L’audizione del luogotenente Beniamino Cannas si è conclusa con una dichiarazione del pm Paci che ai giudici ha anticipato che chiederà ai carabinieri di produrre tutti i documenti conservati nei loro archivi che hanno come oggetto eventuali audizioni, a qualsiasi titolo di Mauro Rostagno. I verbali indicati sulla stampa, quelli davanti ai carabinieri e dinanzi all’allora giudice istruttore di Rostagno, come persona informata dei fatti, a proposito di mafia e massoneria, hanno infatti lasciato sorpreso il magistrato, «non sono dentro ai fascicoli processuali, mi chiedo perchè non ci sono stati mai trasmessi» ha detto Gaetano Paci. La difesa di parte civile di Chicca Roveri e Maddalena Rostagno, avv. Carmelo Miceli, ha prodotto invece copia dell’intervista rilasciata da Rostagno a Claudio Fava per King nel 1988 e il libro dello scrittore Mugno dove sono raccolti gli editoriali di Rostagno a Rtc. Su quest’ultimo libro le difese si sono opposte. I giudici si sono riservati.

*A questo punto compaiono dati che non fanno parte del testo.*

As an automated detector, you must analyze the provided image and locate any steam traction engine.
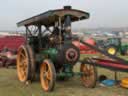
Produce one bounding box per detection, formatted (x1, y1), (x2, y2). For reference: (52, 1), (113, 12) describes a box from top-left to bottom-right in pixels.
(16, 6), (96, 91)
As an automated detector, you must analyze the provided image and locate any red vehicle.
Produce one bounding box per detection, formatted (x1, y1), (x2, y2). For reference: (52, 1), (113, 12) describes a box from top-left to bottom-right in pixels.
(0, 36), (25, 67)
(73, 37), (97, 54)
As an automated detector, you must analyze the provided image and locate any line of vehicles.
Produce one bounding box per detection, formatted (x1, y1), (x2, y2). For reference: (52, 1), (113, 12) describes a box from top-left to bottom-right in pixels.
(0, 32), (128, 69)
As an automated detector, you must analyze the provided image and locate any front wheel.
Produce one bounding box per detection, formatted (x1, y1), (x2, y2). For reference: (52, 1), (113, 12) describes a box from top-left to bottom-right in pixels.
(40, 59), (56, 92)
(80, 59), (97, 88)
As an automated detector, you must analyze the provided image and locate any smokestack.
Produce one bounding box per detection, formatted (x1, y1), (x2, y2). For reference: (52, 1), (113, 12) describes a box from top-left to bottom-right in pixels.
(64, 6), (72, 10)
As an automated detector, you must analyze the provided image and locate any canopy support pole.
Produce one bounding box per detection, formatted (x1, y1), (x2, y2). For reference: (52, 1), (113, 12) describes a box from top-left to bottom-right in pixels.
(38, 25), (42, 48)
(59, 17), (62, 48)
(25, 26), (29, 44)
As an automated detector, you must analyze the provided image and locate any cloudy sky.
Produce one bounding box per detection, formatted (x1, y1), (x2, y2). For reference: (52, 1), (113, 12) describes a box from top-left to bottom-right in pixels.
(0, 0), (128, 31)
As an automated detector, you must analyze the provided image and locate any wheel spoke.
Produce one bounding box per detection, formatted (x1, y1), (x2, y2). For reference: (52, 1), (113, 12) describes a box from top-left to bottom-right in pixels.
(23, 59), (27, 64)
(19, 64), (23, 68)
(20, 52), (26, 59)
(82, 65), (90, 76)
(46, 70), (51, 80)
(82, 65), (88, 72)
(23, 59), (27, 66)
(89, 67), (94, 75)
(45, 79), (49, 88)
(21, 70), (25, 78)
(43, 63), (47, 71)
(23, 71), (26, 77)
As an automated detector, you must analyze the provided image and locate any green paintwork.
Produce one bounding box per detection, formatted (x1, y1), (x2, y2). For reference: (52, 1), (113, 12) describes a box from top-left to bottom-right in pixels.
(57, 64), (83, 78)
(63, 64), (73, 77)
(41, 48), (58, 62)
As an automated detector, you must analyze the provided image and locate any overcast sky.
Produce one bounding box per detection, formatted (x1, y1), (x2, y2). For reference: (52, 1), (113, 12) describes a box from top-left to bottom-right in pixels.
(0, 0), (128, 31)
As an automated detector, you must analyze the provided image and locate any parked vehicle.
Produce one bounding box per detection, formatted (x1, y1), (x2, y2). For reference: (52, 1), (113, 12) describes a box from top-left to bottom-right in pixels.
(73, 37), (97, 54)
(0, 36), (25, 67)
(16, 6), (96, 92)
(96, 38), (128, 55)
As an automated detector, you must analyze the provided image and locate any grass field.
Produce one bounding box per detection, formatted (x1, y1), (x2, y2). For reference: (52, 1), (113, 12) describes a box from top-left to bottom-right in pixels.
(0, 55), (128, 96)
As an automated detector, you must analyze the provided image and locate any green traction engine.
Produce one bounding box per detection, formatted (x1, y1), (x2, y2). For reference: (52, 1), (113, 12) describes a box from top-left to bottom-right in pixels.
(16, 6), (97, 91)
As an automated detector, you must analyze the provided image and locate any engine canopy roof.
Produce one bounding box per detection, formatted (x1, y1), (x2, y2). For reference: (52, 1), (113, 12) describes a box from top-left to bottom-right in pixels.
(17, 6), (89, 27)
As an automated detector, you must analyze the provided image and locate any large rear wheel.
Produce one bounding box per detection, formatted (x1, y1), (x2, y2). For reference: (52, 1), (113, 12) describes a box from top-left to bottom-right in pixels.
(80, 59), (97, 88)
(17, 45), (35, 82)
(40, 59), (56, 92)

L’udienza dopo Cannas era proseguita con l’audizione dell’ex comandante provinciale della Finanza, oggi generale Ignazio Gibilaro, comandante provinciale della Gdf a Roma. Ha riferito degli accertamenti nei confronti di Cicci Cardella sull’uso di un «veliero» il «Povero Vecchio»: «Sospettavamo che lo usava per trasporti clandestini di personaggi arabi ed egiziani, una volta lo sequestrammo perchè a bordo fu trovato un “portale” di pietra di importazione clandestina».
Ma il colpo di scena vero e proprio è stato anche un altro. Ed ancora durante la deposizione del luogotenente Cannas, quando gli è stato chiesto se fu fatto l’accertamento su quello scontrino di macelleria trovato nella cava, vicino all’auto bruciata e che fu usata dai killer che uccisero Rostagno. I carabinieri hanno sostenuto che a fare quell’acquisto erano stati tre operai che quel giorno erano andati in quel luogo quasi a farsi una scampagnata, saltando la giornata di lavoro, comprarono della salsiccia per arrostirla e fare pranzo. Ma quella macelleria non era una macelleria qualsiasi, era quella di Crocci di proprietà di Francesco Virga, nipote del capo mafia Vincenzo. Francesco Virga fu indagato dalla Polizia diversi anni dopo. Tutto è avvenuto per caso? Anche quello scontrino lasciato in quella cava? Possibile che i carabinieri, come hanno detto i pm Paci e Ingroia, hanno con tanti elementi in mano «sbeffeggiato» la pista mafiosa a proposito del delitto Rostagno.